Aussichtpunkt Playa de Tufia (Der Strand von Tufia)

Die kleine, südlich ausgerichtete Bucht ist etwa 40 m lang und wird vom Felsvorsprung Morro de Tufia (auch Peninsula de Tufia) gegen die vorherrschenden Winde geschützt. Ihre Meeresgründe bieten ein sehr interessantes Tauchrevier.

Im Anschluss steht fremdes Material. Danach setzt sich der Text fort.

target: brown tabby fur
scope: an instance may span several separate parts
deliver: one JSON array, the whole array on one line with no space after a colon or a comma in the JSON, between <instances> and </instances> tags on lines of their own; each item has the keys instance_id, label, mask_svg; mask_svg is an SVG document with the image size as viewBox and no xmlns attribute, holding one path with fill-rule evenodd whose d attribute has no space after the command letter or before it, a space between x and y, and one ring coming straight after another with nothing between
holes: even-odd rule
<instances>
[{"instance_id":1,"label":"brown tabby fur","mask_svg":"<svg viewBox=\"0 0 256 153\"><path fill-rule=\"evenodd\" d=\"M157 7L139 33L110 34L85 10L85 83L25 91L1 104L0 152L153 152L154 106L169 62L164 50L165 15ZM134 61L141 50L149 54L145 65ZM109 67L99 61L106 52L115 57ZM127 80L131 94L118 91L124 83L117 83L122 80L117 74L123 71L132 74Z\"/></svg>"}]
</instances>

"Sogar in ihrem Namen atmet Tufia das Aroma des Altertums. Das Dorf des aboriginen Kaziken Taufia steht unverrückt da, aufrecht, Stein auf Stein, ohne Mörtel, und krönt die Klippen der kleinen Halbinsel, an deren Felsen Höhlen hängen, die noch heute bewohnt sind. Schnell bemerkt der Wanderer, dass der Besuch dieses interessanten, archäologischen Ensembles zu einem faszinierenden Kulturabenteuer wird." Mit diesen Worten präsentiert der aus Telde stammende Schriftsteller und Naturforscher José Luis González Ruano den emblematischen Ort in seinem Buch El Bosque de Tara (1995).

Playa de Tufia
Tufia

Aufgrund ihres einzigartigen Wertes wurde die Enklave gleich mehrfach unter Schutz gestellt: als "Besonderes Schutzgebiet" (ZEC),  als "Ort von wissenschaftlichem Interesse" und  als "Küstenvogelschutzgebiet".  Ihr archäologischer Bereich wurde schon am 5. Juli 1973 zum kulturhistorischen Denkmal erklärt und ist heute als Kulturgut (BIC) klassifiziert und nach dem Gesetz 16/1985 als Historisches Erbe geschützt.

Die Beschreibung der Dünen von Tufia entlehnen wir dem 1987 veröffentlichten Buch Sendero ecológico por los arenales de Tufia  (Öko-Pfad durch die Dünen von Tufia) von José Manuel Espiño Meilán, einem weiteren Autor und Naturforscher aus Telde. Er schreibt: "...heute Fossilien, beinahe erloschen, liegen sie etwa 30 m über dem Meeresspiegel, was auf den Rückgang des Meeres zurückzuführen ist, verursacht durch die letzte Erosionsperiode der Insel, die die Anhebung derselben zur Folge hatte.  Neben einem Lager für die Verpackung von Gemüseprodukten, die für den Export bestimmt sind und einem landwirtschaftlichen Wasserreservoir erkennen wir gekreuzte Schichtbildungen in den fossilen Dünen, wie sie für Anhäufungen durch den Wind typisch sind."